HOME >HOMEWORK 7

Reading (one of the following):
Aidley chapter 4
or KSJ (3rd edition) chapters 7 & 8

1. Let's first consider the passive properties of a nerve cell and work out 1 dimensional cable theory. As a first approximation, a nerve cell is an infinite cylinder of some radius. Current can flow through the cell membrane, as it has a finite resistance r_m and capacitance c_m per unit length of nerve cell. Furthermore, the interior of the nerve cell has a resistance to current flowing down the length of the nerve, r_a per unit length of nerve. The equivalent circuit is shown below:

3rd year physics students & beyond: Show that if the nerve is held at some voltage V_o at location x = 0, the steady state potential a distance x down the length cylinder is:

V(x) = V_oe^-x/L where L = (r_m/r_a)^1/2

Everyone else, write a qualitative explanation about why you would expect the voltage to decrease with distance.

One way to start this problem is as follows: A current I_a is forced to flow down the cylinder. Because of the resistance of the cell membrane, I_a depends on position because some current leaves the cell through the membrane => I_a = I_a(x). From ohm's law, we can calculate the potential difference dV across an infinitesimal distance dx: dV/dx = -r_aI_a at a given position x. Then define a second current I_m moving through the membrane at position x. I_m = -dI_a/dx. Relate I_m to I_a and determine the voltage dependence as a function of position.

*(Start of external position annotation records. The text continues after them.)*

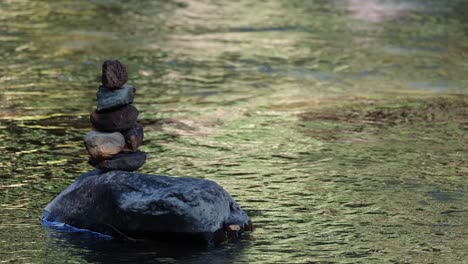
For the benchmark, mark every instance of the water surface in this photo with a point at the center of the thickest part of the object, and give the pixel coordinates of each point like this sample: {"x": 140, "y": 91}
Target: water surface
{"x": 339, "y": 126}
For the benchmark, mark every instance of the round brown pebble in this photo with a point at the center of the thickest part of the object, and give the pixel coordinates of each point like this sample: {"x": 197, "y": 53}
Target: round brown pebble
{"x": 120, "y": 119}
{"x": 114, "y": 74}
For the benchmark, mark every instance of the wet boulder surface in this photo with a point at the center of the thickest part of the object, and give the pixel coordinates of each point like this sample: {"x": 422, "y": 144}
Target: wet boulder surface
{"x": 151, "y": 207}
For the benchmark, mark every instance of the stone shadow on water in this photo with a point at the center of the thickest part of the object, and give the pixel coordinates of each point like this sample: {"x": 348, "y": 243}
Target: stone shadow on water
{"x": 96, "y": 248}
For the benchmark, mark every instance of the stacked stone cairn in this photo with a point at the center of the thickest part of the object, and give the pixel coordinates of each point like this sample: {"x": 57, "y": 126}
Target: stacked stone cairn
{"x": 114, "y": 142}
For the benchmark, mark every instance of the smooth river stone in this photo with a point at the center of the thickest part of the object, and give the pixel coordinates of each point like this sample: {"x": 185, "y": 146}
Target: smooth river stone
{"x": 147, "y": 206}
{"x": 101, "y": 145}
{"x": 120, "y": 119}
{"x": 114, "y": 74}
{"x": 133, "y": 138}
{"x": 130, "y": 161}
{"x": 113, "y": 98}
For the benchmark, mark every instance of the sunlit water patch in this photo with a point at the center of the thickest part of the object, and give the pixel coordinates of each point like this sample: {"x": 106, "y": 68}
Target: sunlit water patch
{"x": 339, "y": 126}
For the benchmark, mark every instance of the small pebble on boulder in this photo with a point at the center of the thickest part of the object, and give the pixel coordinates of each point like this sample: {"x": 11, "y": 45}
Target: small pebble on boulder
{"x": 101, "y": 145}
{"x": 130, "y": 161}
{"x": 113, "y": 98}
{"x": 133, "y": 138}
{"x": 120, "y": 119}
{"x": 114, "y": 74}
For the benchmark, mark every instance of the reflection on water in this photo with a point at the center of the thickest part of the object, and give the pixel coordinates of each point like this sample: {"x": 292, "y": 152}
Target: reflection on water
{"x": 339, "y": 126}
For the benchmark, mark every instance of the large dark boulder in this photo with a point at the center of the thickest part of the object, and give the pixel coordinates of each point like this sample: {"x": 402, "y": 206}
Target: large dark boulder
{"x": 145, "y": 206}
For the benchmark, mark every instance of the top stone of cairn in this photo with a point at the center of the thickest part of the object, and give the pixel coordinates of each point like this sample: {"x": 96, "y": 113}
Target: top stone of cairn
{"x": 114, "y": 74}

2. For a typical nerve cell, L in the previous problem has a value of ~1 mm. A typical nerve cell is 1-100 cm in length. Thus, if a nerve cell becomes depolarized at one end (due to channels opening in response to synaptic input from another cell), the amount of depolarization on the far end of the nerve cell due to passive propagation of voltage will be negligible (and may be physically undetectable in any reasonable time because of the various noise sources in the cell).

For this reason, cells have evolved action potentials that allow small voltage signals to be propagated efficiently down nerve cells.
For the cell to do this, there are voltage activated Na and K channels in the cell membrane. Recall that if the voltage rises above a certain threshold value, the Na channels open. This causes the cell to become even more positive until the membrane potential approaches that predicted by the Nerdst equation. Then, the Na channels close (an intrinsic property of the channels), K channels open, K rushes out of the cell, and the membrane potential becomes negative again.

Na and K channels are clustered together along nerve cells as shown in the figure below. Imagine that the synapse on the left side of the cell raises the membrane potential such that the leftmost cluster of channels is brought above threshold (the Na channels open). However, rightmost cluster of channels is not brought above threshold by the synaptic input. Explain how active propagation of the action potential allows the rightmost cluster of channels to be brought to threshold

3. In the patches of membrane between the clusters of ion channels, another cell wraps around the nerve cell many times. When the nerve cell is wrapped up by another cell, this is referred to as myelination. This has the effect that r_m is increased and c_m (as defined in problem #1) is reduced in this region of the cell membrane compared to what these values would be in the absence of mylenation.
In terms of the results to #1 & #2, explain what effect, if any, the myelination has on the conduction velocity of action potentials.